History shows that the call for more bioethics education is often a response to a moral crisis. However, quite often, this call comes not (or not only) from bioethicists, but from society or the medical profession itself. The third type of tricky goal is related to the second, although it is probably better characterized as a no-goal. While discussing the value of professional medical codes (another typical response to “ills in the practice of medicine”), Beauchamp and Childress wrote that “The articulation of professional norms in these circumstances has often appeared to protect the profession’s interests more than to offer a broad and impartial moral viewpoint or to address issues of importance to patients and society” (Beauchamp and Childress 2009, pp. 7–8). In this context it could sometimes be that the goal of bioethics education (or education of medical professionalism) is the protection of interests and positions – bioethics education is being misused, then – and that the ultimate goal of any educational activities is not primarily that of moral improvement of medical practice.

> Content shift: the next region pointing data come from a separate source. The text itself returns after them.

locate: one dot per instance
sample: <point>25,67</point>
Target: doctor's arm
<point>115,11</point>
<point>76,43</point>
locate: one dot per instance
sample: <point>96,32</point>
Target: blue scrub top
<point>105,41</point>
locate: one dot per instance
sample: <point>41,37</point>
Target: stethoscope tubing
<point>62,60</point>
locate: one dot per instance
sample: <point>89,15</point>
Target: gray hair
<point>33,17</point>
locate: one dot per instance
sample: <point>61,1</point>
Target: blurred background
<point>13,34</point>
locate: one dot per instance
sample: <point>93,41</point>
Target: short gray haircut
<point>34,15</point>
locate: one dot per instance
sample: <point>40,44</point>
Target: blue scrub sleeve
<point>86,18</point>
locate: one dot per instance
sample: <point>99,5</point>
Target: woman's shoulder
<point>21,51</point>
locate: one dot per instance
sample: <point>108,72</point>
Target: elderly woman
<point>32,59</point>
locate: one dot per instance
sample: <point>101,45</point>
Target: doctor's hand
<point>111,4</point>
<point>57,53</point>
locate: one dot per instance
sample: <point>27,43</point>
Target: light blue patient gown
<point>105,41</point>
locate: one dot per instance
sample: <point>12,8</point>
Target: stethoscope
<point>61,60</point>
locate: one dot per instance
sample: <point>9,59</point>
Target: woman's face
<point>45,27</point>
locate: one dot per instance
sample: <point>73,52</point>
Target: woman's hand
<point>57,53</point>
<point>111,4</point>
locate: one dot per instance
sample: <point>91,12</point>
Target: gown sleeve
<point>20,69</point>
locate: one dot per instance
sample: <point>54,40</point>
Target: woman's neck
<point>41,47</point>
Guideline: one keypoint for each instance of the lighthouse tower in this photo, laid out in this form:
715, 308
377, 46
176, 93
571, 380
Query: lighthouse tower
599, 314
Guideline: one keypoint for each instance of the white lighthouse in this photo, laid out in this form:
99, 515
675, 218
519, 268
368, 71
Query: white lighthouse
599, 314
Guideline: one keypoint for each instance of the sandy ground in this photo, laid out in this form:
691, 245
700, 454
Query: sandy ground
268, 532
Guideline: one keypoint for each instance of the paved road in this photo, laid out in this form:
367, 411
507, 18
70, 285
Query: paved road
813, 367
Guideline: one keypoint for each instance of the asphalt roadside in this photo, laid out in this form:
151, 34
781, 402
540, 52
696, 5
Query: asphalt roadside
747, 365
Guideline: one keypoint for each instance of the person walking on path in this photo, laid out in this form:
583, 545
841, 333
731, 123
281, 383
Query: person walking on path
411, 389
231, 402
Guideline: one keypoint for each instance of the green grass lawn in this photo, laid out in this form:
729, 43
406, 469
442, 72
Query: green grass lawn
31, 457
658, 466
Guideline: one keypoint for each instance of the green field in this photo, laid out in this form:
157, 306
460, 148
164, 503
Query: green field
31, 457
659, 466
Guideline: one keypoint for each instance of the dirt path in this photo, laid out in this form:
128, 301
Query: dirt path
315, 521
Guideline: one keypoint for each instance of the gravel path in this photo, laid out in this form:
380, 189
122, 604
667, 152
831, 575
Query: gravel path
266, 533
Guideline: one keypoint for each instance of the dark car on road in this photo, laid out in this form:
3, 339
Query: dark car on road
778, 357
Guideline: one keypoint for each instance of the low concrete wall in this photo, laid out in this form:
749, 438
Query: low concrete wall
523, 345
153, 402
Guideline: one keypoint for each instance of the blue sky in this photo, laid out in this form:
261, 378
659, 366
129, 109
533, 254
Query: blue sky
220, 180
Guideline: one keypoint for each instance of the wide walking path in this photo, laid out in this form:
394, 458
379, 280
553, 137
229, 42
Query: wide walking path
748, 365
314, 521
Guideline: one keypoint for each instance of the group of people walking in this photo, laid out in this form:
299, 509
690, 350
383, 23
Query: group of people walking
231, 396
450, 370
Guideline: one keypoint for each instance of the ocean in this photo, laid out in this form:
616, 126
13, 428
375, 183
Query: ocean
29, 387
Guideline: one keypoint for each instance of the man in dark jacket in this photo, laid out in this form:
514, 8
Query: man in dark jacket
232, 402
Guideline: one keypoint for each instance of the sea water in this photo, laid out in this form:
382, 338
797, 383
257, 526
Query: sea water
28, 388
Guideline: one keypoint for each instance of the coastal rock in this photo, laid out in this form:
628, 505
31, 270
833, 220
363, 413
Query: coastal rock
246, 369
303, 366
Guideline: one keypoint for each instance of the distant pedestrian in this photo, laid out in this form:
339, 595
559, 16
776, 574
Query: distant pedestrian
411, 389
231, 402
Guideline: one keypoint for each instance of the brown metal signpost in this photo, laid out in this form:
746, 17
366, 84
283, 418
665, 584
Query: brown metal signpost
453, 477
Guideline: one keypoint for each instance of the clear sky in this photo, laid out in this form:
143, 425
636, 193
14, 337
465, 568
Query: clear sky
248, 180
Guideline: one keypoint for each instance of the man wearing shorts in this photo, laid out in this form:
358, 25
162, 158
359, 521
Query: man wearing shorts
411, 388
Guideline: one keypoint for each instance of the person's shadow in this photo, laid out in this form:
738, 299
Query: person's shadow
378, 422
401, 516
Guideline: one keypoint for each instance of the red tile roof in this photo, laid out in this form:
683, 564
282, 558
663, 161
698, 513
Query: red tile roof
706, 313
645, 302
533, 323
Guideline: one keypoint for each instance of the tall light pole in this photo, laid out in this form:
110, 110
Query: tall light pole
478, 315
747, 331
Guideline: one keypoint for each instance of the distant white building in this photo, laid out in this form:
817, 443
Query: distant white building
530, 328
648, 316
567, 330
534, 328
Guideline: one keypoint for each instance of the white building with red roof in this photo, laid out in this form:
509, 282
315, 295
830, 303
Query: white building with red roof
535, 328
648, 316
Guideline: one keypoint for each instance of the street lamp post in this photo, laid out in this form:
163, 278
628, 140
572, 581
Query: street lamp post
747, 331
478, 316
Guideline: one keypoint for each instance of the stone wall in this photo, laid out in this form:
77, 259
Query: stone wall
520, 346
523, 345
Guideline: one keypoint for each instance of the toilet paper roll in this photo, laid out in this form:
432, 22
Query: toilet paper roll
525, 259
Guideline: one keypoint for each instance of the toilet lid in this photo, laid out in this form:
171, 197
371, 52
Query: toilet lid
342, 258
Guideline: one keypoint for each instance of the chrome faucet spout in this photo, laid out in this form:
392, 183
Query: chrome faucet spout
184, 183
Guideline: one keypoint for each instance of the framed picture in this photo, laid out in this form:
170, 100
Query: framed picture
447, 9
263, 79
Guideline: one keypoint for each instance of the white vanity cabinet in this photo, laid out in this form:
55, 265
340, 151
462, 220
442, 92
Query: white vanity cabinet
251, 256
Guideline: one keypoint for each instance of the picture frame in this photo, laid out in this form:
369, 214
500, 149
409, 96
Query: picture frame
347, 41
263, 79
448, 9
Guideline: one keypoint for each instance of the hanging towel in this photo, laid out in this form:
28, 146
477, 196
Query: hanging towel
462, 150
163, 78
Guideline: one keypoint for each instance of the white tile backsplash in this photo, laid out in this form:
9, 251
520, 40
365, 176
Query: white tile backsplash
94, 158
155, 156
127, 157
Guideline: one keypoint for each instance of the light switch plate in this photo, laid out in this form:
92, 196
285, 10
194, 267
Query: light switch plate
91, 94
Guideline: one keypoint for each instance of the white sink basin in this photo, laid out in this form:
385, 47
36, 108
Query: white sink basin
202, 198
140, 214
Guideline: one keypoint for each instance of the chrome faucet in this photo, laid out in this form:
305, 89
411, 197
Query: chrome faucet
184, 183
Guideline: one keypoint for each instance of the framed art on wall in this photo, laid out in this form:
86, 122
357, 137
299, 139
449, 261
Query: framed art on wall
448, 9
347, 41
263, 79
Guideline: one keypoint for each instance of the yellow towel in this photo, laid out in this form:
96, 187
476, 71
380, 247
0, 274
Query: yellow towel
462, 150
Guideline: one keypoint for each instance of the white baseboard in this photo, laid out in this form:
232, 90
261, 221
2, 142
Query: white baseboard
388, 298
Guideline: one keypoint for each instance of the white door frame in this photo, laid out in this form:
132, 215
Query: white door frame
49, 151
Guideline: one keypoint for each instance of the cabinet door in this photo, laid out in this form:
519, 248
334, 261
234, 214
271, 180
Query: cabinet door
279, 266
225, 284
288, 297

Within the ﬁeld of bioethics education, there is not even consensus on the question of whether there is consensus on educational goals (compare Miles et al. 1989 and Eckles et al. 2005). Nevertheless, the positions in the debate have crystallized during the last two decades: there is the virtues school, the knowledge/skills school, and a mixed school inbetween. Each school can be criticized, and each position can be developed further; in particular, the virtues approach hasn’t reached its fullest potential. The debate and the development seems to have stagnated, however, and could use input from neighboring disciplines, such as philosophy (when it comes to the development of the philosophical meta-ethical assumptions behind the three positions), educational theory (when it comes to the formulation of goals), moral psychology (when it comes to testing the empirical assumptions behind the virtues approach), and medical professionalism (when it comes to connecting and integrating with other areas of student and resident education). It may be that the conclusion should be, at this moment, that the discussion on the development of goals is, in reference to Clouser, not broad and not deep enough. It also might be the case that the pursuit of consensus (consensus being the end of a discussion) may even block further development of the ﬁeld in this respect.